O debate sobre a educação das classes populares e sua inserção nas políticas

educativas está profundamente vinculado às transformações sociais e as de trabalho.

Uma situação que problematizará a estrutura conservadora da política de estado.

Nesse sentido, tem-se a compreensão que a educação sozinha não fará essa grande

intervenção, mas poderá fazer em articulação com os movimentos sociais. Em estudo

recente sobre os caminhos da Educação Popular e a importância dos Movimentos

Sociais no Brasil, Reinaldo Matias Fleuri destaca que:

A primeira vertente de educação popular é a que se identifica com a ampliação

da educação escolar para todos os cidadãos.
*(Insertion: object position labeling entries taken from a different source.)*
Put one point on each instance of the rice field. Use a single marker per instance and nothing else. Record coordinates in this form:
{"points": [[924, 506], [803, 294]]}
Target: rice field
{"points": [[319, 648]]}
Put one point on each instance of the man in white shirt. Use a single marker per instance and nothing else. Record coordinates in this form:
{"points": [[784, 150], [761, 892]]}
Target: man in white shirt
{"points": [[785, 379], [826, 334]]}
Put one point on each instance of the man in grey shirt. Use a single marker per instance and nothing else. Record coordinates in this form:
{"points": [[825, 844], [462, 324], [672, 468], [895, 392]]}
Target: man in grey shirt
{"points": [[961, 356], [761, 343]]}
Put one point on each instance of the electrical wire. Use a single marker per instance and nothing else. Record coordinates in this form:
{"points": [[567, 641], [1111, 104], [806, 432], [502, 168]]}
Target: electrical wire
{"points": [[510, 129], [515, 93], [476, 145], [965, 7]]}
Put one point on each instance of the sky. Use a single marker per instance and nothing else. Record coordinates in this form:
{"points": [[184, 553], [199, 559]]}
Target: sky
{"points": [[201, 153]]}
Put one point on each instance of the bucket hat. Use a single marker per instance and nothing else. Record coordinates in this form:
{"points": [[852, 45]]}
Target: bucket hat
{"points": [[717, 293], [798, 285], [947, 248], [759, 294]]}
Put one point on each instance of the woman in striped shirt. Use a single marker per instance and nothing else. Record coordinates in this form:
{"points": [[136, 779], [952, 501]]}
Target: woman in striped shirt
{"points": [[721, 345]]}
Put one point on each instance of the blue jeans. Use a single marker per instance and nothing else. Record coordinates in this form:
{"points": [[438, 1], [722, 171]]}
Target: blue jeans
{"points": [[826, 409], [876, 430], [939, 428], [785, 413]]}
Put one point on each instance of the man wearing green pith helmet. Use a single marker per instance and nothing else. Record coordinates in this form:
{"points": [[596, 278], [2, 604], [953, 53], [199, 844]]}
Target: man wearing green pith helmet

A expressão educação popular é

usada pela primeira vez por intelectuais, militantes e educadores latino-

americanos, entre fins do século passado e começo deste. Uma outra vertente

significativa de educação dirigida às camadas populares é a educação de adultos

(FLEURI, 2002, p.53).

Então se sabe que a educação não pode carregar a culpa por todas as mazelas

sociais, todavia é compreendido pela maioria dos educadores e das educadoras que

sem a educação não há processo de transformação social.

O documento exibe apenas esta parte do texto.